A concave lens of glass, refractive index $1.5$ has both surfaces of same radius of curvature R. On immersion in a medium of refractive index $1.75$, it will behave as a
a)convergent lens of focal length $3.5$ R
b)convergent lens of focal length $3.0$ R
c)divergent lens of focal length $3.5$ R
d)divergent lens of focal length $3.0$ R

Answer 1

Hint: Convergent and divergent nature of lens can be found by the sign of focal length. If F is positive then lens will be convergent and When F is negative then lens will be divergent.
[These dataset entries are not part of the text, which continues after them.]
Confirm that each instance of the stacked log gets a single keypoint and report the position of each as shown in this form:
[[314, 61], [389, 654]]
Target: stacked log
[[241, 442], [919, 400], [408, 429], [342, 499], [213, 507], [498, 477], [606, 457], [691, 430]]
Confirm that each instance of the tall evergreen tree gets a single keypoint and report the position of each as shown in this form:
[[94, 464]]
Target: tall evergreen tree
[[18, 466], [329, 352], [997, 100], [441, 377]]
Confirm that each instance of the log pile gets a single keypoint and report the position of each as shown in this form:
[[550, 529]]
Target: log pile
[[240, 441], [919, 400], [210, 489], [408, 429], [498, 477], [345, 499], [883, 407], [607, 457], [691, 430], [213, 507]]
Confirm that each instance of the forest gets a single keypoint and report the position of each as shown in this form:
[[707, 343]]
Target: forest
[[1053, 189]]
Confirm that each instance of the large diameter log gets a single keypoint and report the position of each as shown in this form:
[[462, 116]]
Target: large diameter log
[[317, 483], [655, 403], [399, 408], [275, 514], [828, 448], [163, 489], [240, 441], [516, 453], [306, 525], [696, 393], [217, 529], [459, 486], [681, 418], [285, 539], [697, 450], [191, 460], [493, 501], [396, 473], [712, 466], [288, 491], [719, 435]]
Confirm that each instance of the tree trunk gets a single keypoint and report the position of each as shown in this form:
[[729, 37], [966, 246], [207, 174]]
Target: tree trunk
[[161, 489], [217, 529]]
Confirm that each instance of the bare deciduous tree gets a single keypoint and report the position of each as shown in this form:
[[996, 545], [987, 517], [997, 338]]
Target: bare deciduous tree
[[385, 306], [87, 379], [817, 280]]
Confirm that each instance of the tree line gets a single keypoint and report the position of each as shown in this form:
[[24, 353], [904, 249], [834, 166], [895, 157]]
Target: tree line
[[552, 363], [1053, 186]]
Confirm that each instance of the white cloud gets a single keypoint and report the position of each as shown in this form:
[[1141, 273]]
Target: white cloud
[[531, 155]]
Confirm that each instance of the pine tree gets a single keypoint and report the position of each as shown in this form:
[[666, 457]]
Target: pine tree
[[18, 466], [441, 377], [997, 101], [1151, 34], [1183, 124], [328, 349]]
We will use the lens maker formula for finding F as it gives relation between focal length, radius of curvature and refractive index.
Formula Used:
We will use Lens Maker Formula given by-
$\dfrac{1}{F}=\left(\dfrac{\mu_{L}}{\mu_{S}}-1\right) \left(\dfrac{1}{R_{1}} - \dfrac{1}{R_{2}}\right)$
Where, $\mu_{L}$ is the refractive index of the lens.
$\mu_{S}$ is the refractive index of the surrounding medium.
$R_{1}$and $R_{2}$ are the radius of curvature.
F is the focal length.

Complete answer:
Given-
$R_{1}$= -R (its radius is in negative x-axis)
$R_{2}$= R (its radius is in positive x-axis)
$\mu_{L}$= $1.5$
$\mu_{S}$= $1.75$
Now we will use the lens maker formula.
$\dfrac{1}{F}=\left(\dfrac{\mu_{L}}{\mu_{S}}-1\right) \left(\dfrac{1}{R_{1}} - \dfrac{1}{R_{2}}\right)$
Now we will put values of $R_{1}$, $R_{2}$,$\mu_{L}$ and $\mu_{S}$.
After putting all these values we will get-
$\dfrac{1}{F}=\left(\dfrac{1.5}{1.75}-1\right) \left(\dfrac{1}{-R} - \dfrac{1}{R}\right)$
$\dfrac{1}{F}=\left(\dfrac{1.5}{1.75}-1\right) \left(\dfrac{-2}{R}\right) = \left(\dfrac{-0.25}{1.75}\right) \left(\dfrac{-2}{R}\right)$
$F = \left(\dfrac{-1.75}{0.25}\right)\left(\dfrac{-R}{2}\right) = 3.5 R$
F is positive with a value of $3.5$ R. So, the lens will behave as a convergent lens of focal length $3.5$ R.

Option(a) is correct.

Additional information:
The lens's focal length depends on the refractive index of the lens's material and radii of curvature of two coverings. Lens manufacturers use it to make particular power lenses from the glass of a given refractive index.

Note:
During Lens maker formula derivation, it is assumed that lens is thin. If there is some thickness of the lens, we cannot use the lens maker formula. There should be the same material on both sides of the lens. This is a limitation of the lens maker formula.